張氏還是第一次聽說這件事,便大為驚訝:“此話當真?”
“我說的還有假!”王裏正冷笑一聲:“那劉渠水隻當小山是個神童,掏了大把的銀子送他去讀書,卻不知道將來一旦科舉,人家查驗祖宗三代,一定能扒出來她家的來曆,到時候等待姐弟兩個的,就是死字!不知所謂的丫頭,還想告禦狀,讓她告一個試試!”

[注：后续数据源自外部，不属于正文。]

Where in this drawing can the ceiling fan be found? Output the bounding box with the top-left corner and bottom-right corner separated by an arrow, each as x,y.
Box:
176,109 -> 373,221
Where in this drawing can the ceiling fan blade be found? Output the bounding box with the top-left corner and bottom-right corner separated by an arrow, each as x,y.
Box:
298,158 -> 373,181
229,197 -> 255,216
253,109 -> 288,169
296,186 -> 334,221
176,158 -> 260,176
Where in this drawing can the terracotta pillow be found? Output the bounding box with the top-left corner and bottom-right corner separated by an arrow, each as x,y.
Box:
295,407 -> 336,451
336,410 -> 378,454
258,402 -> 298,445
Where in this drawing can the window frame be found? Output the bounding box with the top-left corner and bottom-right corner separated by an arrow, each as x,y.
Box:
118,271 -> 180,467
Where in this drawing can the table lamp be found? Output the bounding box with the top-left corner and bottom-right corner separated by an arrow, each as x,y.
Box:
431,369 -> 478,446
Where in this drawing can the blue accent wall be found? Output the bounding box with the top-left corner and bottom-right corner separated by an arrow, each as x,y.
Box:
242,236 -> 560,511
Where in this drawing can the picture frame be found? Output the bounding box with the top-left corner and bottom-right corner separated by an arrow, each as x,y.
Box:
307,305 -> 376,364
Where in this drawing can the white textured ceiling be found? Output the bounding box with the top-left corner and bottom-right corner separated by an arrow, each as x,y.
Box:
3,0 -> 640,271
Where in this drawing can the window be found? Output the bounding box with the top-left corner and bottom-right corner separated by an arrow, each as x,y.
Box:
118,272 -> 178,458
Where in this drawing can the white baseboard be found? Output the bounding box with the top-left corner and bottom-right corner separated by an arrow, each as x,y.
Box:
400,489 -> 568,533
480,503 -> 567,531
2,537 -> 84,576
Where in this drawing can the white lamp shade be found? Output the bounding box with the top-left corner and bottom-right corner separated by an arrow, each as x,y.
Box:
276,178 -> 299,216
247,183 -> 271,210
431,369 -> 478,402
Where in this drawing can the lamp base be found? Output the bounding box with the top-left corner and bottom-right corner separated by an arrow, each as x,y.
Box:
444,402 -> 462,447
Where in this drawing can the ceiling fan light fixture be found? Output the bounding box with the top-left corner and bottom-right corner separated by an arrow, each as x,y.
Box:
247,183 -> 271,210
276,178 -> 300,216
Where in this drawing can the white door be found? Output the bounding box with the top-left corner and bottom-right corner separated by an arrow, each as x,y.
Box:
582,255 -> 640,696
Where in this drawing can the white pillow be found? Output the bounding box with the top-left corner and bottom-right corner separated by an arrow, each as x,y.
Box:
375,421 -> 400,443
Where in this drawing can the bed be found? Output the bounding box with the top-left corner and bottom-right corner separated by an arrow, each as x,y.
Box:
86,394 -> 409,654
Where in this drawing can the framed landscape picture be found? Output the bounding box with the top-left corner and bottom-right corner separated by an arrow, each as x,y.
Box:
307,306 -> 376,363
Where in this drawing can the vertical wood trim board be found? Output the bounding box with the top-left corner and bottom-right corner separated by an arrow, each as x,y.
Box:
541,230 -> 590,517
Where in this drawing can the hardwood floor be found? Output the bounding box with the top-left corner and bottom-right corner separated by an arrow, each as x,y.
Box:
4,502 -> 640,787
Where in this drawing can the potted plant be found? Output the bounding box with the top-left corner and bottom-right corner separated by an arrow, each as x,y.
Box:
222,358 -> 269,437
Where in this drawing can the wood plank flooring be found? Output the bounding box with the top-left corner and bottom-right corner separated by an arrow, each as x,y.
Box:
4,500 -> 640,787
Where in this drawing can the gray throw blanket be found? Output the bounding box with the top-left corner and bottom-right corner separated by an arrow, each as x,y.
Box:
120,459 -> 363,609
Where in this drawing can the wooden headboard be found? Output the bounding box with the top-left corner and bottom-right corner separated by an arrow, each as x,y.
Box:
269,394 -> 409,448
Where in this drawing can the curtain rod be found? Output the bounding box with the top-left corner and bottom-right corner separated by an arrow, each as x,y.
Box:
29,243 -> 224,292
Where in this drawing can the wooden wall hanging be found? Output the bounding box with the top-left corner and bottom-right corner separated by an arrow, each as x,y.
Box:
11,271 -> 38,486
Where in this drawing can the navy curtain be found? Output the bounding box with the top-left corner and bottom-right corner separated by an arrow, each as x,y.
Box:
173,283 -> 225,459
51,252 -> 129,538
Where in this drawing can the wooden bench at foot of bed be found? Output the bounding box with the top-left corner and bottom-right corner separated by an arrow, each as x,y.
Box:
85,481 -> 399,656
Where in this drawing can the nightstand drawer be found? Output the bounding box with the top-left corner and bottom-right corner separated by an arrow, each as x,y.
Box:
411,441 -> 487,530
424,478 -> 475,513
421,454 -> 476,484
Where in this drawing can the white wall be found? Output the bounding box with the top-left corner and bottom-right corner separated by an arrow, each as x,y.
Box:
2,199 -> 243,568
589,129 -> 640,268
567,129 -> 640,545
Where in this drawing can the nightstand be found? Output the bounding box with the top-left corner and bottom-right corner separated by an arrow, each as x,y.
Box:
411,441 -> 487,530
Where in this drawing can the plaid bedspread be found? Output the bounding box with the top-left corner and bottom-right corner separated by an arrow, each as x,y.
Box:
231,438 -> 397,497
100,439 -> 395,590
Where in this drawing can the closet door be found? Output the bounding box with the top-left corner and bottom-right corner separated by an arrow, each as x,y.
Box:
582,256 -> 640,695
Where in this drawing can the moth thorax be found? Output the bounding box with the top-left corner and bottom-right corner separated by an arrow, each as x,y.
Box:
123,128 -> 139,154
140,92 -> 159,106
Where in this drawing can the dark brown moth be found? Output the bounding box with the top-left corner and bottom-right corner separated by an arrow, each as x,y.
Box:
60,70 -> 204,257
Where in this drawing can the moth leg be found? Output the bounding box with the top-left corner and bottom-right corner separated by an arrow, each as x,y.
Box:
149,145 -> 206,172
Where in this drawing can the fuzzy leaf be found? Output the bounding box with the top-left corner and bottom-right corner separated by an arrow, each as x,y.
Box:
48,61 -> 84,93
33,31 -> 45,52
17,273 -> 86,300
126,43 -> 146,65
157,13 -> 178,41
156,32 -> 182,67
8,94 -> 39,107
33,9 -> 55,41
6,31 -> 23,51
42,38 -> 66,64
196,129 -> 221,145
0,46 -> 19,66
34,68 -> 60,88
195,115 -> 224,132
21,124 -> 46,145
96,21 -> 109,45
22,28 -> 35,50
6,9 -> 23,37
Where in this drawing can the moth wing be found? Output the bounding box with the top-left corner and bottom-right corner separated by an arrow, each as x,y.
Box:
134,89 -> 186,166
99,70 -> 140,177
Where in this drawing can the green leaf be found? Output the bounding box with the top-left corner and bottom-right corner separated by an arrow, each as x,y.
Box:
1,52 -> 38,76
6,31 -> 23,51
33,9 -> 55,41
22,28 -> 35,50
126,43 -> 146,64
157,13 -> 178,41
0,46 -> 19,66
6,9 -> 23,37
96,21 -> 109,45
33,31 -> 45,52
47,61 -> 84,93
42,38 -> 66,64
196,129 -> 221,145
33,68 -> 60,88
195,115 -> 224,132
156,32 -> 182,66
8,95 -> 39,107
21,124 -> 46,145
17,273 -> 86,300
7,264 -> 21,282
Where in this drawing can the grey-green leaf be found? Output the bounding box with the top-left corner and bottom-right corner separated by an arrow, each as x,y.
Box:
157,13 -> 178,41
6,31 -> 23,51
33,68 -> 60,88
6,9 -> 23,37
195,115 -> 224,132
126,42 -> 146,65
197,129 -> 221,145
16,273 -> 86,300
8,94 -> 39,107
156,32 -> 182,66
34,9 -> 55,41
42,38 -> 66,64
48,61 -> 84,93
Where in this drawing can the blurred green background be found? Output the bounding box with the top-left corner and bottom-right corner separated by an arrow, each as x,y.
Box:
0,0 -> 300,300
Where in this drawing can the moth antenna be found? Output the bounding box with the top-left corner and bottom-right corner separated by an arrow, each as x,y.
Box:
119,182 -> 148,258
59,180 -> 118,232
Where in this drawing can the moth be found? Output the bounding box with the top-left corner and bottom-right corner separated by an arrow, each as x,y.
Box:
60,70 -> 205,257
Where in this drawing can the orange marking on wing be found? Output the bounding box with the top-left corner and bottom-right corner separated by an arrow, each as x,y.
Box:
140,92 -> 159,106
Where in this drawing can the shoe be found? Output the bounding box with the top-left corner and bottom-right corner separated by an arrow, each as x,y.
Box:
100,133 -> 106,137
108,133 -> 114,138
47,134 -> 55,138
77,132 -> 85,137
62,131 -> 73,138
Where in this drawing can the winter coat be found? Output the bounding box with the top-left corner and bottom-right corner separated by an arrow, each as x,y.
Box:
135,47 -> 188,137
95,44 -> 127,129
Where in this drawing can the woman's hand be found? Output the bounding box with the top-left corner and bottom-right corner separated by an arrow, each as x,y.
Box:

張氏心裏頭便也發麻,想到盧氏與渠水走得過近,不由埋怨道:“你這死老頭子,既然知道這事,咋不看著咱家老二媳婦,萬一將來事發,豈不是把我們都給牽連了進去!”
“怕什麽!隻是在她家飯館裏打個工而已,拿工錢,私下裏沒交情就沒事!你就不奇怪她家飯館咋那麽掙錢,賣的各樣吃食又稀罕又新鮮,平常人根本沒見過,還不是她爹帶到鄉下來的,平日一直藏著掖著,現在被她不知死活拿出來用,瞧著吧,哼,等有人認出來那食譜,她家就倒黴了!”
“哎呀,那我得趕緊對二媳婦說道說道,讓她不要那麽傻,跟渠水那麽親近,免得將來受連累!”張氏一拍大腿,轉身便走。
“回來!”王裏正不耐煩地嗬斥一聲,鄭重囑咐道:“這話你可不許泄露出去半句,這種砍頭的大事,能躲多遠是多遠!”
“噯!”張氏猶豫下,便點頭應了,半晌才小心問了一句:“老頭子,那依你這麽說,一旦事發,渠水與小山豈不是要拉去砍頭?”
“瞎!”王裏正一擺手:“啥罪名我不知道,砍頭不砍頭的咱也不確定,但就算罪不殃及子孫,那犯官的子孫三代都不許參加科考的,小山他就沒這個資格!”
孫氏聽得不是太懂,連連點頭,有些懵圈的去找盧氏念叨去了。
回去的渠水特別氣憤,緊皺著眉頭思考如何讓王裏正對他們公平一些。
趙二娘子一路上也無話,等快走到縣城的時候,才勸了渠水一句:“算了,渠水,我瞅著今天裏正的語氣不像是開玩笑,你以後脾氣也管管,不要和他硬碰硬,要是他真將你們兩個給驅逐出去,以後你倆該咋辦!”